A ground-breaking new vision for affordable homes to suit all generations is being put forward for Newcastle Helix – a 24-acre vibrant innovation district in Newcastle’s city centre.
The ‘Future Homes’ project aims to design and build a community of 66 homes on a site on Buckingham Street within easy walking distance of the city centre shops, cafes and restaurants.
The development has been conceived as an exemplar of sustainable urban housing, with flexible living space to suit residents’ changing needs. Homes will feature innovative concepts such as moveable partitions, so rooms and layout can be configured to suit the changing needs of different households.
The project involves developing three buildings, each with six to eight storeys, and the concept involves efficient construction using modular steel facades, with extensive communal landscaping and green roofs.
Newcastle Helix stands on the western edge of Newcastle city centre, within sight of the nationally known St James’ Park football ground.
The plans aim to maximise the building’s solar aspect, with all homes featuring floor to ceiling south facing windows, and to provide high quality private and semi-public spaces.
The Future Homes Alliance (FHA) is a Community Interest Company formed by Newcastle University, Ryder Architecture, Zero Carbon Futures, the Elders Council, the Sustainable Communities Initiative, and the Innovation Super Network.

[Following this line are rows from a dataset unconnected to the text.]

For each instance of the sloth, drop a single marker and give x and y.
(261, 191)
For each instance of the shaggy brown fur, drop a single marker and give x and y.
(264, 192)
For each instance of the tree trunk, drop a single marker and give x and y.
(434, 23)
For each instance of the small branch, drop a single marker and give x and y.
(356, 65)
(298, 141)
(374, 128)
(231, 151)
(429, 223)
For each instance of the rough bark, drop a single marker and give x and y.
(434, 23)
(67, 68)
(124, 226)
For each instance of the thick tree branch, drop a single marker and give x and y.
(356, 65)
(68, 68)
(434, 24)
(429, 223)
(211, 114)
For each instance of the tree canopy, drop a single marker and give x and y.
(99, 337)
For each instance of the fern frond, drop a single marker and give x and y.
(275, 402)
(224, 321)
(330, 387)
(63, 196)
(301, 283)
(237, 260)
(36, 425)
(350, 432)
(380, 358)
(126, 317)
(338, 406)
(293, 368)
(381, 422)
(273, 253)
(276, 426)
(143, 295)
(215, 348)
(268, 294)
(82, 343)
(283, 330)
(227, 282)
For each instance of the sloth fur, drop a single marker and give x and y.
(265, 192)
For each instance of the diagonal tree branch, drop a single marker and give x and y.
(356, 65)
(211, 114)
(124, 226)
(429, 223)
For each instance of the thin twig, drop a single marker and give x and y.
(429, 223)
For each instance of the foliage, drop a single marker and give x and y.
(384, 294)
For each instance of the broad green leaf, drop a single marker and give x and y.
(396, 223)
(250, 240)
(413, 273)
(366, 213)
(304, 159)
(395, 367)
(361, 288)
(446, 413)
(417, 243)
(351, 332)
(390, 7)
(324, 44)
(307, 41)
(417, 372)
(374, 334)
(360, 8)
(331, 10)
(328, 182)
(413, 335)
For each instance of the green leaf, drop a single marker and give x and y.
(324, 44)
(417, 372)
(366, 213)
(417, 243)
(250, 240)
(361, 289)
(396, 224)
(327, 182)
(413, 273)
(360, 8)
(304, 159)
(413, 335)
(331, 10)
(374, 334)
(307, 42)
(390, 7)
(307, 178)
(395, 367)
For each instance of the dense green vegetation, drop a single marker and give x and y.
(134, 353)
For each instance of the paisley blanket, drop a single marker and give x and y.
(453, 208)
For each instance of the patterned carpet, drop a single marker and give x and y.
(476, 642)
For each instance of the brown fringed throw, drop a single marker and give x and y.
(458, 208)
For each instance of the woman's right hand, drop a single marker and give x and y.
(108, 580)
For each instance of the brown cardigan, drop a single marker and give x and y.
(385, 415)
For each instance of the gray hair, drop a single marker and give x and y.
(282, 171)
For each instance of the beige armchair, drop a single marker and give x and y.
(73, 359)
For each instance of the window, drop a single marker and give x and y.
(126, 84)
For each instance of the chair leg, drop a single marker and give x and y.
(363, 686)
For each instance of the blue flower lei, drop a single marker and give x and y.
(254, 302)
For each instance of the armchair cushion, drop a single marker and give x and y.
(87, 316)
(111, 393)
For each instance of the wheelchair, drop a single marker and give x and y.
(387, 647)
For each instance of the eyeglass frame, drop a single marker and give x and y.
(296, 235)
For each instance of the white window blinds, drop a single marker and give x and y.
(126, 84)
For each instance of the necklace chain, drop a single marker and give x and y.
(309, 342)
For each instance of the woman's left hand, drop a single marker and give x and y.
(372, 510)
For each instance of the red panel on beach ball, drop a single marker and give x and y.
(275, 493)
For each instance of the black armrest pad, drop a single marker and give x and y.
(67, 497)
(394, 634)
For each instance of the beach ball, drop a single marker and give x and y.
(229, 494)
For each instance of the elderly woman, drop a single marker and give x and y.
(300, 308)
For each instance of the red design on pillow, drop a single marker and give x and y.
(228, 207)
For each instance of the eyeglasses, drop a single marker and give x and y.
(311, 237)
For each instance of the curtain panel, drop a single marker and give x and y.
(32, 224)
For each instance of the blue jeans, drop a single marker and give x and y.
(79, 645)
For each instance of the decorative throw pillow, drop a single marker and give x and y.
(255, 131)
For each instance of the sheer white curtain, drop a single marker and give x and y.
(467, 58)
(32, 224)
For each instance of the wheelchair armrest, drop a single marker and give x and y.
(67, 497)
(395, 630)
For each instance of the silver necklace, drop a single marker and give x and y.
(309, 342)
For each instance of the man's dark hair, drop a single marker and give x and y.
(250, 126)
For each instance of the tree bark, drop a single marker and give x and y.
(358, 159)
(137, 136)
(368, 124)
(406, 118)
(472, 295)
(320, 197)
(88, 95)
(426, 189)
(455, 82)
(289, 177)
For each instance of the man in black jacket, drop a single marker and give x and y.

The FHA is working in partnership with Newcastle City Council and its development agent Karbon Homes.
Legal and General Capital, the key investor behind the development of Helix, has sponsored Future Homes holding citizen workshops with Ryder Architecture to help co-design the project and its design and performance outcomes.
The design has been developed in collaboration with Newcastle Helix and their master planning team.
The partners have been working together for over two years now, developing a substantial base of research led by an extensive period of consultation with the local community, to agree proposals ready to be presented for consideration by city planners.
The buildings will all benefit from a range of communal facilities including gardens, mini-allotments, and cycle storage – all aimed at making the homes as sustainable and inexpensive to run as possible.
The concept of Future Homes was created to help tackle issues which the country’s existing homes do not properly address.
• By 2040, one in seven people in the UK will be over 75
• 25% of young people aged under 35 have to live with their parents
• 4.5m people in the UK are in fuel poverty
• Air pollution costs the UK economy £54bn per year and causes 680 deaths per year in the North East
• Cold, damp housing leads to a £864m spend for the NHS
• The NHS spends £435m per year on falls related injuries, most of which happen within the home.
The intention is for up to five ‘demonstrator’ homes to be used by industrial partners as test beds for innovative products, trialing a range of technologies, to enable data to be collected which may lead to wider adoption in housebuilding elsewhere.
Amended plans have now been agreed by the Newcastle Helix board / Future Homes Alliance and submitted to Newcastle City Council.
The homes will all be affordable and will be a mixture of social rent and Rent to Buy, giving opportunities to all sections of the community in Newcastle to live in the new development.
The project includes secure cycle parking for every home and due to its city centre location is well served by public transport. The site itself will provide up to 10 parking spaces including two disabled bays and two bays dedicated to car sharing schemes.
The Future Homes project will form just part of the residential element of the Helix site, which in total will deliver just under 400 homes by 2025.
The Future Homes Alliance will be seeking expressions of interest from contractors on the Homes England Framework early in the new year.
Professor Rose Gilroy from Newcastle University, founder and chair of the Future Homes Alliance, said: “It is well known that our quality of life is very dependent on the quality of our housing. Our current housing stock does not respond to our changing lives by allowing adaptation; it does not protect us from fuel poverty or fuel insecurity nor has it embraced new technologies.
“The Future Homes project will throw down a challenge to the housebuilders by creating new ways to live well in cities.”
Ged Walsh, director of development and asset management at Karbon Homes, said: “It’s important for landlords like Karbon to innovate, to explore new ways of providing homes, so we’re excited to be working with our partners in the Future Homes Alliance to bring this new development forward.”
Philip Miller, Project Architect at Ryder Architecture, said “The Future Homes development is the embodiment of a collaborative and responsive design process where the needs and aspirations of the community acted as the catalyst for change. The scheme puts the quality of life of its residents at the forefront and enables their homes to change as their needs do, in a sustainable and affordable way.”